CockroachDB as File Store

Hi!

I’ve been searching information in docs (datatype bytes section), but I became a bit confused.

Scenario:

  1. I’m planning to use CockroachDB to store files I receive from FTP server. Biggest files are limited to 10MB in size. Most of files are XML and have 15kb in average size. Biggest files are text (column delimited with lots of spaces inside) files. Few files are zip/rar/7zip/gz/tar files.
  2. Most of files are plain text, and can be highly compacted using any algoritm (more than 1:10 in some cases)
  3. After some processing, we’ll record a log linked to the file
  4. After 30~90 days, I’ll delete files and their logs.
  5. We do process almost 25.000 files per day, 24 x 7.

My questions are:

  1. Is 5MB too much for geo-replicated data (3 datacenters, maximum 10ms network delay between them with 20Mbps full duplex connection) - shall I foresee problems?
  2. Does CockroachDB compact files by itself (easier for me), or should I compact them before sending (bit harder, have to touch several systems)?
  3. Does CockroachDB support textual indexes over bytea for searching certain blocks of text?

Thanks in advance!

ER

Hi!
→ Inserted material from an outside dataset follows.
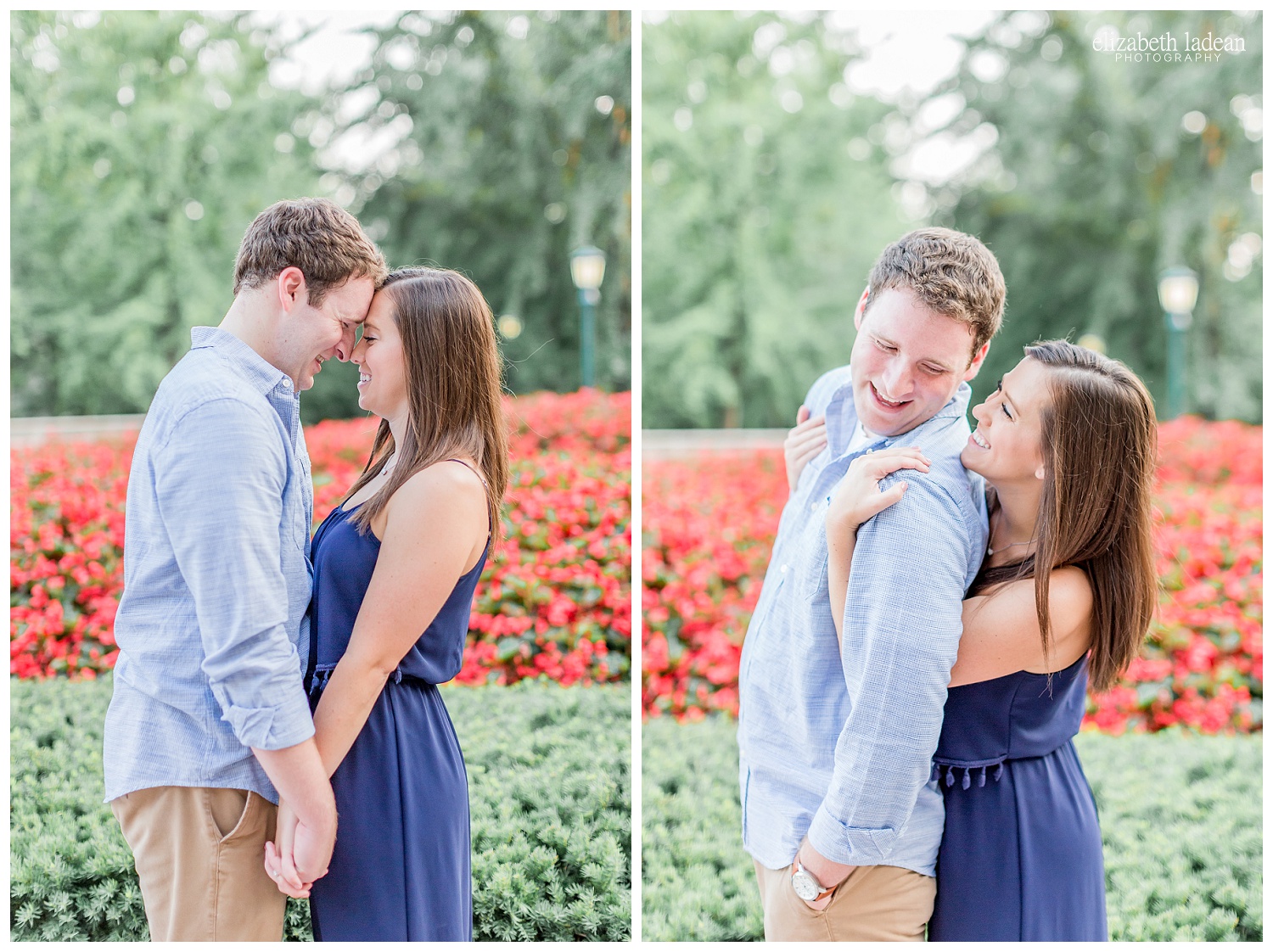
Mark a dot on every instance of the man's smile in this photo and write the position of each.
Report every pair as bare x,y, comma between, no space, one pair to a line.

Thanks for trying out CRDB.

  1. CockroachDB is not well-suited for storing large blobs like that. Our docs recommend keeping the size to under 1MB. Larger values are possible, but the total size of a row (including all columns, and all versions within the GC TTL) must not exceed the maximum range size (64MB by default).
  2. CockroachDB does compress the data that is stored on disk.
  3. No, there isn’t support for full-text search. See sql: Full Text Search · Issue #7821 · cockroachdb/cockroach · GitHub

Thank you! You cleared all my doubts.
For certain, I was going with wrong solution: my plan B would be the best way - is to keep files on FS, and use microservices to manage them as I would on a object storage.
Million thanks! You saved me from hours of headache.